My current customer develops embedded devices used by many end users. In order to save server load devices use multicasts for downloading data: every device registers itself on multicast channel using IGMP and listens to UDP packets. No connections to be managed results in lower overhead.
However, some data (or some requests) cannot be downloaded from multicasts channels and HTTP/HTTPS must be used to interact with server. As the number of devices is very high special methods have been used in order not to overload backend servers (randomised delays, client software optimization).
Consequently, small bug in client software that will trigger more events than usual can be very dangerous to whole system stability (because the effect of thousands of devices - perfect DDOS may kill back-end).
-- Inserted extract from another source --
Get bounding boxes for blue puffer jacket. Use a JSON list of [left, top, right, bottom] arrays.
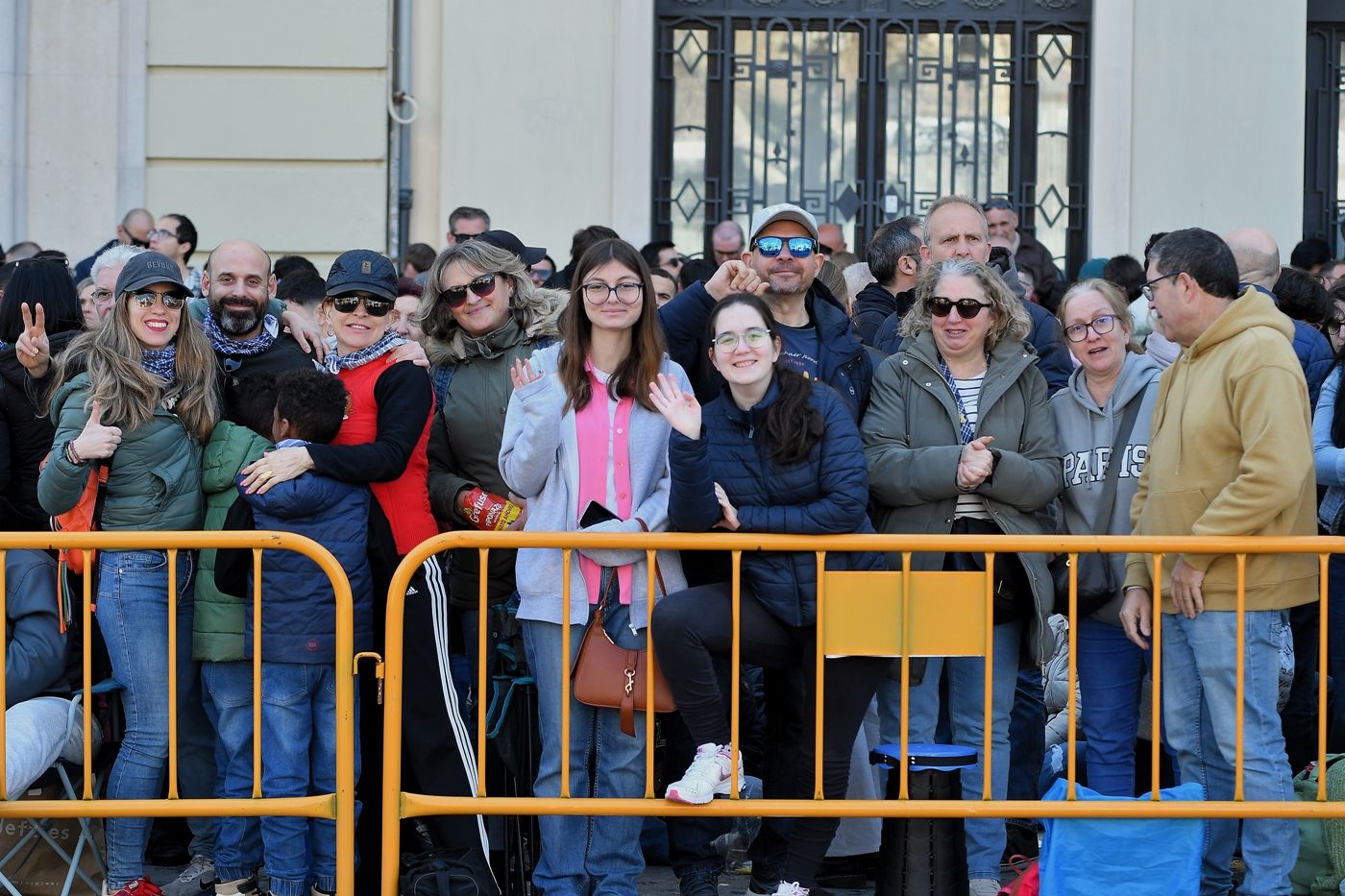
[[669, 379, 887, 625], [659, 279, 874, 423], [238, 460, 374, 664]]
In order to catch such errant behaviour as soon as possible I've developed daily report that controls server usage in my customer office.
First of all, we need to locate the most "interesting" device by IP address from logs (we list top 20 IPs based on server usage):
ssh $server "cat /path-to-logs/localhost_access_log.$date.log" | awk '
{
t[$1 " " $7]++
ip[$1]++
}
END {
for(a in t) { print t[a], a }
max = 0
max_ip = ""
for(a in ip) { if(ip[a] > max) { max=ip[a]; max_ip=a; } }
print max_ip > "/tmp/max_ip"
}
' | sort -n | tail -20
IP="`cat /tmp/max_ip`"
Then selected IP will be examined hour-by-hour to locate patterns in behavior:
ssh $server "cat /path-to-logs/localhost_access_log.$date.log" | awk -v "SEARCH=$IP" '
{ sub(/:[0-9][0-9]:[0-9][0-9]$/, "", $4); TIME=$4; s[TIME]; }
$0 ~ SEARCH { s[TIME]++;}
END { for(a in s) { print a, s[a] } }
' $* | sort
Sample results with included requested URLs:
Number of calls on 2013-05-22, server: tm2 3 192.168.4.101 /path/nPVR getseries 3 192.168.4.101 /path/reminder get 3 192.168.4.101 /path/rentedItems 3 192.168.4.101 /path/stbProperties get 3 192.168.4.101 /path/subscriberInfo 3 192.168.4.140 /path/autoConfig 6 192.168.4.249 /path/authenticate 6 192.168.4.249 /path/favorite get 6 192.168.4.249 /path/rentedItems 6 192.168.4.249 /path/stbProperties get 7 192.168.4.249 /path/reminder get 7 192.168.4.249 /path/subscriberInfo 8 192.168.4.140 /path/authenticate 8 192.168.4.249 /path/nPVR get 8 192.168.4.249 /path/nPVR getseries 16 192.168.4.254 /path/subscriberInfo 25 192.168.4.254 /path/nPVR get 25 192.168.4.254 /path/nPVR getseries 83 192.168.4.254 /path/favorite get 98 192.168.4.254 /path/reminder get 192.168.4.254 activity per hour: [22/May/2013:00 [22/May/2013:01 [22/May/2013:02 [22/May/2013:03 [22/May/2013:04 [22/May/2013:05 [22/May/2013:06 [22/May/2013:07 [22/May/2013:08 [22/May/2013:09 [22/May/2013:10 [22/May/2013:11 [22/May/2013:12 8 [22/May/2013:13 4 [22/May/2013:14 16 [22/May/2013:15 18 [22/May/2013:16 12 [22/May/2013:17 50 [22/May/2013:18 24 [22/May/2013:19 24 [22/May/2013:20 24 [22/May/2013:21 24 [22/May/2013:22 24 [22/May/2013:23 22
We can see that 192.168.4.254 device started to spam server 24 times per hour from 18:00 until midnight (imagine thousands of devices that synchronously send requests to back-end the same way). This device logs will be thoroughly examined for possible reason for that behaviour.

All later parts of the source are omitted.